Ce label concerne-t-il toutes les filières du secteur et s’adresse-t-il à tous les établissements publics et privés de formation destinée au secteur ?
Ce label qui concerne toute les filières du secteur touristique a l’avantage d’imposer les mêmes critères de qualité aux secteurs public et privé et atteste clairement et officiellement du fait que l’institut ou l’école qui en a été récipiendaire dispense effectivement un enseignement de qualité.
Ce label constitue, en effet, une certification qui vise à reconnaître les établissements de formation hôtelière et touristique publics et privés, alignés aux normes et aux critères de qualité et de performance exigés par le Référentiel du label d’excellence, élaboré par le ministère du Tourisme en concertation avec l’OFPPT et les professionnels du secteur.
En outre, il donne le droit  à ses récipiendaires d’en mettre le logo sur tous leurs supports de communication et sur les panneaux d’affichage ou publicitaires.
Dorénavant, les stagiaires et leurs parents vont disposer d’un moyen rationnel de faire la distinction entre les établissements qui dispensent un enseignement de qualité et ceux qui ne le font pas et d’opérer ainsi leur choix en toute connaissance de cause.

… Mais il n’en demeure pas moins que les métiers du tourisme n’ont pas une excellente image auprès des Marocains
Il faut, en effet,  prendre des mesures pour remédier à la mauvaise image qui affecte les emplois touristiques, et pour aider à donner au tourisme la réputation d’un secteur attractif et gratifiant dans lequel il est possible de commencer ou de bâtir une carrière.
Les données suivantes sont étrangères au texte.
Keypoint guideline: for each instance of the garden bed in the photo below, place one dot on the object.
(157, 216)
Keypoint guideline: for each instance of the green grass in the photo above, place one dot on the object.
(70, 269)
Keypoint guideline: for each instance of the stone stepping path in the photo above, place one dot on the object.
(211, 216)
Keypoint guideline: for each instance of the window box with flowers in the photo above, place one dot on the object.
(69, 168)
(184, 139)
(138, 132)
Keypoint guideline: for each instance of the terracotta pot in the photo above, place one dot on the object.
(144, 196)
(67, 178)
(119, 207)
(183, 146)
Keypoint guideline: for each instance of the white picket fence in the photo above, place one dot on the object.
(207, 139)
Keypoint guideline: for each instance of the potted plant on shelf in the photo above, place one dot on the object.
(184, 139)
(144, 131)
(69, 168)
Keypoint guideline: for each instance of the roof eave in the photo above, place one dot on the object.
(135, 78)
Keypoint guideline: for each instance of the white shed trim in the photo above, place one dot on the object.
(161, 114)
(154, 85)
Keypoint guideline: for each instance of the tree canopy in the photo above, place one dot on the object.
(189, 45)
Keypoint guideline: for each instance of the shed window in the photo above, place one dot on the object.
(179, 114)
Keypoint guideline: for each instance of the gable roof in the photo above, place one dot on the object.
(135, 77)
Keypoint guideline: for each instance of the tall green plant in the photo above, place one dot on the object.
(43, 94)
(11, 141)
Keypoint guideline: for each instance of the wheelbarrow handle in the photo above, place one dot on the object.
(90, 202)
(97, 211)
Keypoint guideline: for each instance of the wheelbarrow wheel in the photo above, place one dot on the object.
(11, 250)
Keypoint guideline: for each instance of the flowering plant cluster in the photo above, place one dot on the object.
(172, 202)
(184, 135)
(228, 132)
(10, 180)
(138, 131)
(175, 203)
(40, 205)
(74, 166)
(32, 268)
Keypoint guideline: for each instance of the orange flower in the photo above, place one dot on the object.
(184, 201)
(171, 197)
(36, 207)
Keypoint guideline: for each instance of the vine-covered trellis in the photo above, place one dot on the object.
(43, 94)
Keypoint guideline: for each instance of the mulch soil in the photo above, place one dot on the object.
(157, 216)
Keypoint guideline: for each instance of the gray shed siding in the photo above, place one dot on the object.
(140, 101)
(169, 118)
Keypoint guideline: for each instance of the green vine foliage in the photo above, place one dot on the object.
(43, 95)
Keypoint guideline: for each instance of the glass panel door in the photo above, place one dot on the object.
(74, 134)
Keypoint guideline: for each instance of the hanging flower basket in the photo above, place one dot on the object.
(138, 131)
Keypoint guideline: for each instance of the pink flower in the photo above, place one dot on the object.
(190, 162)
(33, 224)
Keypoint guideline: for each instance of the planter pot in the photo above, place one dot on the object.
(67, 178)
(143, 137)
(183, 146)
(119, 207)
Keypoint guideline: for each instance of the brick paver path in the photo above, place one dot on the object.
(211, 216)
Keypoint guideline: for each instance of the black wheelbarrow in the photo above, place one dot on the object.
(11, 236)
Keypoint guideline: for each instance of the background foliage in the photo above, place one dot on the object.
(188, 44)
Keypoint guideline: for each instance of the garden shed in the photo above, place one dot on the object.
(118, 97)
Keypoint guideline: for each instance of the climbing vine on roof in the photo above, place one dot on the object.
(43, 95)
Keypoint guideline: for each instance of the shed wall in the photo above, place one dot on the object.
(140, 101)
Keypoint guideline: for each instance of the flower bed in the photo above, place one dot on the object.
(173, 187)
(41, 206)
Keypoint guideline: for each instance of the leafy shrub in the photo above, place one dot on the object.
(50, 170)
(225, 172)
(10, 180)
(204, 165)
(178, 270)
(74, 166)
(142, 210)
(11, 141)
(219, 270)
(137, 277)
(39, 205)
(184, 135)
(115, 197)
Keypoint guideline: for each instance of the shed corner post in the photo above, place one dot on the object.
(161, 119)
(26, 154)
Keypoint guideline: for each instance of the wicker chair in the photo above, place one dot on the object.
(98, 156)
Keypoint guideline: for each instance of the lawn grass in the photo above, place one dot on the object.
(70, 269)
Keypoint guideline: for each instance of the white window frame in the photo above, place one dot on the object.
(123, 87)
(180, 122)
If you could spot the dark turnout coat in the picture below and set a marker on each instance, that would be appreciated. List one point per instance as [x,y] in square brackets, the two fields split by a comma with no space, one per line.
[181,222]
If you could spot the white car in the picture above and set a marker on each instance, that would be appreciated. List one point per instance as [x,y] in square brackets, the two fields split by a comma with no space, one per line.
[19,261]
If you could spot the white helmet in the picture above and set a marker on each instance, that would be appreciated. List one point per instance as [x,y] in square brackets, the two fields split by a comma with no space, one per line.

Ces mesures ne doivent pas se limiter aux seuls viviers de main-d’œuvre traditionnels ; elles doivent également viser les principaux responsables capables d’influencer les décisions en démontrant toute la palette des possibilités d’emploi à tous les niveaux de compétences. Il faut aussi saisir toutes les occasions de mettre en valeur les bonnes pratiques en matière d’innovation et de développement de la main-d’œuvre dans le secteur.  
Positionner le tourisme comme secteur capable d’offrir des perspectives d’emploi satisfaisantes et de bonnes possibilités de carrière, ce n’est pas seulement fournir l’occasion d’acquérir une expérience et de se doter de compétences transversales. Il est nécessaire de mettre au point des mécanismes qui présentent et démontrent en toute clarté les parcours de formation et les perspectives de carrière, afin d’aider les individus à bâtir leur carrière dans le secteur et, du même coup, d’agrandir le vivier de travailleurs qualifiés. Plusieurs approches sont envisageables : campagnes promotionnelles, information sur les compétences permettant de réussir dans l’entreprise et sur les différents parcours de formation et leurs débouchés, conseils sur l’orientation professionnelle et sur les possibilités en matière de formation et de carrière, dossiers sur les trajectoires professionnelles et portails d’information sur les carrières.
De tels programmes ne peuvent pas à eux seuls améliorer l’image de l’emploi touristique et promouvoir et soutenir le développement de la main-d’œuvre dans le secteur – les entreprises doivent prendre leur part à cet effort en récompensant le développement des compétences et en proposant de véritables possibilités de progression pour conserver leurs recrues dans le secteur.